Kelas edukatif ini diampu langsung oleh para Ustadz dan Ustadzah Pesantren Darunnajah yang telah berpengalaman di bidangnya masing-masing. Dengan metode pengajaran yang interaktif dan komunikatif, para pengajar mampu mengemas materi pembelajaran menjadi lebih menarik dan mudah dipahami. Pendekatan tersebut diharapkan dapat menumbuhkan semangat belajar peserta dari berbagai kalangan dan latar belakang.

Mau Jadi Santri? Coba Dulu Kelas Online Gratis dari Darunnajah

Adapun jadwal kelas yang akan datang meliputi tiga sesi pembelajaran utama. Pada Sabtu, 16 Mei 2026, peserta akan mengikuti kelas Tahsin Al-Qur’an untuk memperbaiki bacaan sesuai kaidah tajwid. Selanjutnya pada Sabtu, 30 Mei 2026, akan diselenggarakan kelas English Basic, dan ditutup dengan kelas Arabic Beginner pada Sabtu, 13 Juni 2026.

Mau Jadi Santri? Coba Dulu Kelas Online Gratis dari Darunnajah

Tercatat sebanyak 39 peserta bergabung melalui platform Zoom Meeting secara langsung, sementara 120 lainnya menyaksikan melalui siaran live streaming di akun TikTok resmi @darunnajah_jakarta. Tingginya partisipasi ini menunjukkan bahwa kebutuhan akan pendidikan agama dan bahasa berbasis digital semakin diminati masyarakat luas.

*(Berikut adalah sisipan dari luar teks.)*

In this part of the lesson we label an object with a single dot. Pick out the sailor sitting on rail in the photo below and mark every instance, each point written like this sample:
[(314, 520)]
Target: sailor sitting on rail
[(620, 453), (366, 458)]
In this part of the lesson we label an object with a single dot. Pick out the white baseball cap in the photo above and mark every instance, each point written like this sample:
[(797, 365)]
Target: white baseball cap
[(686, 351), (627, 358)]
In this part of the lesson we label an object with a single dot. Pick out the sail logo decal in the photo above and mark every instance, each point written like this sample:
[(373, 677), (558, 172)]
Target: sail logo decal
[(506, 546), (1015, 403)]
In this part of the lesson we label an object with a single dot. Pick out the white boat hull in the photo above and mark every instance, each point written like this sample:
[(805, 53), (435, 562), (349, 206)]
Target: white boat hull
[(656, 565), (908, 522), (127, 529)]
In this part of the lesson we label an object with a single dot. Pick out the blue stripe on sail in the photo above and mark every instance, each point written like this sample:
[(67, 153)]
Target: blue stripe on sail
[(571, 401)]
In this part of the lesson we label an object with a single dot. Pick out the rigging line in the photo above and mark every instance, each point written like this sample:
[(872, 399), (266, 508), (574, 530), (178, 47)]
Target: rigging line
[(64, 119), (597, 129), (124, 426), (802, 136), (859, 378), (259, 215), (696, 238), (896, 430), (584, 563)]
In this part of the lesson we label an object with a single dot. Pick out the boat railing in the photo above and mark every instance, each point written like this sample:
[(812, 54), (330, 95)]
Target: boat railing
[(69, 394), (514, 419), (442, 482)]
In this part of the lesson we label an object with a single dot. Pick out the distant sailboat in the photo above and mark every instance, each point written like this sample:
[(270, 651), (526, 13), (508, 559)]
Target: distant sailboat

Harapannya, melalui penyelenggaraan Kelas Edukatif Online secara gratis ini, Pesantren Darunnajah dapat terus berkontribusi nyata dalam mencerdaskan umat dan memperluas akses pendidikan Islam yang berkualitas tanpa terbatas ruang dan waktu.

Selain itu, program ini diharapkan mampu menjadi jembatan ilmu bagi calon santri agar lebih siap memasuki lingkungan pesantren, sekaligus membangun kecintaan masyarakat terhadap Al-Qur’an dan Bahasa Arab sebagai pondasi utama dalam memahami ajaran agama Islam secara kaffah.